Accordingly, the February 19, 2004 judgment of the district court is affirmed.
DATED: Honolulu, Hawai`i, August 11, 2005.
On the briefs:
Michael J. Park and
Jacob M. Merrill,
for Defendant-Appellant.
1. The Honorable Valerie Chang presided.
2. Hawaii Revised Statutes (HRS) § 291-2 (Supp. 2004) reads, in relevant part: "Whoever operates any vehicle . . . recklessly in disregard of the safety of persons or property is guilty of reckless driving of vehicle . . . and shall be fined not more than $1,000 or imprisoned not more than one year or both." HRS § 702-206(3) (1993) defines "recklessly" as follows:
(a) A person acts recklessly with respect to his conduct when he consciously disregards a
substantial and
unjustifiable risk that the person's conduct is of the specified nature.
(c) A person acts recklessly with respect to a result of his conduct when he consciously disregards
a substantial
and unjustifiable risk that his conduct will cause such a result.

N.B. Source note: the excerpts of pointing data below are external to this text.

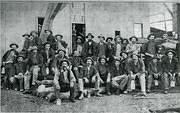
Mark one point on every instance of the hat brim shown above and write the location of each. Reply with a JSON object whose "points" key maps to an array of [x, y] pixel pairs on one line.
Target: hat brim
{"points": [[13, 44]]}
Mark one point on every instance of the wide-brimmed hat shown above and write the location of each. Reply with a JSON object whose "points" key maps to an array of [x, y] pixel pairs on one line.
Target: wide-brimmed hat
{"points": [[90, 34], [133, 37], [47, 43], [59, 35], [101, 36], [48, 30], [13, 44], [34, 48], [172, 51], [26, 34], [61, 50], [33, 31], [79, 37], [102, 57], [151, 35], [109, 38], [123, 52], [118, 37], [20, 55], [64, 60], [89, 58]]}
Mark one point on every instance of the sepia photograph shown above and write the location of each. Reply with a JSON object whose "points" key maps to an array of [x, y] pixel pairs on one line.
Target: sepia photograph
{"points": [[90, 56]]}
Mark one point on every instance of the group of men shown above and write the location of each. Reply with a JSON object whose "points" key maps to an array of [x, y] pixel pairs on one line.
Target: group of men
{"points": [[112, 63]]}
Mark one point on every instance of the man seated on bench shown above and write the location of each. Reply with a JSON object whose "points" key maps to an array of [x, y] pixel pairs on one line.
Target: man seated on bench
{"points": [[90, 77], [170, 68], [64, 80]]}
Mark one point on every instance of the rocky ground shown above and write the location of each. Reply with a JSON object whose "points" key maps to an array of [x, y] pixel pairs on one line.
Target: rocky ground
{"points": [[156, 102]]}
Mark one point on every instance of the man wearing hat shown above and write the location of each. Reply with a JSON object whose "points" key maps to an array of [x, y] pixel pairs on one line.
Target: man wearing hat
{"points": [[133, 47], [170, 68], [154, 72], [34, 64], [8, 61], [149, 49], [59, 57], [136, 68], [90, 78], [61, 44], [118, 47], [51, 39], [178, 50], [64, 80], [48, 55], [89, 47], [20, 69], [104, 73], [119, 78], [78, 46], [110, 49], [36, 40], [101, 48]]}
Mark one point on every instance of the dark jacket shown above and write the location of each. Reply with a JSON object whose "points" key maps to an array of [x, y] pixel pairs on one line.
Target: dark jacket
{"points": [[38, 60], [178, 51], [51, 55], [20, 67], [110, 50], [101, 50], [5, 56], [53, 42], [89, 50], [91, 73], [154, 68], [172, 67], [138, 68]]}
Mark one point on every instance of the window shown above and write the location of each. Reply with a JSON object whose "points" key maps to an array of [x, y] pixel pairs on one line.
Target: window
{"points": [[138, 30]]}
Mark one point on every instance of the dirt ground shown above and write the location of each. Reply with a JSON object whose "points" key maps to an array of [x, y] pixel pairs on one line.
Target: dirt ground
{"points": [[156, 102]]}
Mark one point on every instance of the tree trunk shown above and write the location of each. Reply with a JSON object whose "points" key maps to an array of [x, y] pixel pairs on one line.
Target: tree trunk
{"points": [[51, 12]]}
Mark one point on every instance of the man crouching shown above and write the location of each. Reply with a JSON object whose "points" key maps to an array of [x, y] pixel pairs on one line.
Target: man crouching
{"points": [[64, 80]]}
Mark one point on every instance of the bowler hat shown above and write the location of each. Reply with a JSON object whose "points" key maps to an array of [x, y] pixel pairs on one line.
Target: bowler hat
{"points": [[102, 57], [172, 51], [151, 35], [64, 60], [89, 58], [13, 44], [101, 36], [61, 50], [48, 30], [133, 37], [90, 34], [109, 38], [34, 31], [59, 35], [26, 34]]}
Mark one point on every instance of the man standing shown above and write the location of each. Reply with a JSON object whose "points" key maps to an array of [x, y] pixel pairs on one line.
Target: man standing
{"points": [[51, 39], [48, 57], [170, 68], [89, 47], [64, 80], [34, 64], [149, 49], [118, 47], [101, 48], [8, 61], [136, 68]]}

3. HRS § 702-206(4) (1993) provides:
(a) A person acts negligently with respect to his conduct when he should be aware of a substantial
and
unjustifiable risk taken that the person's conduct is of the specified nature.
(c) A person acts negligently with respect to a result of his conduct when he should be aware of a
substantial
and unjustifiable risk that his conduct will cause such a result.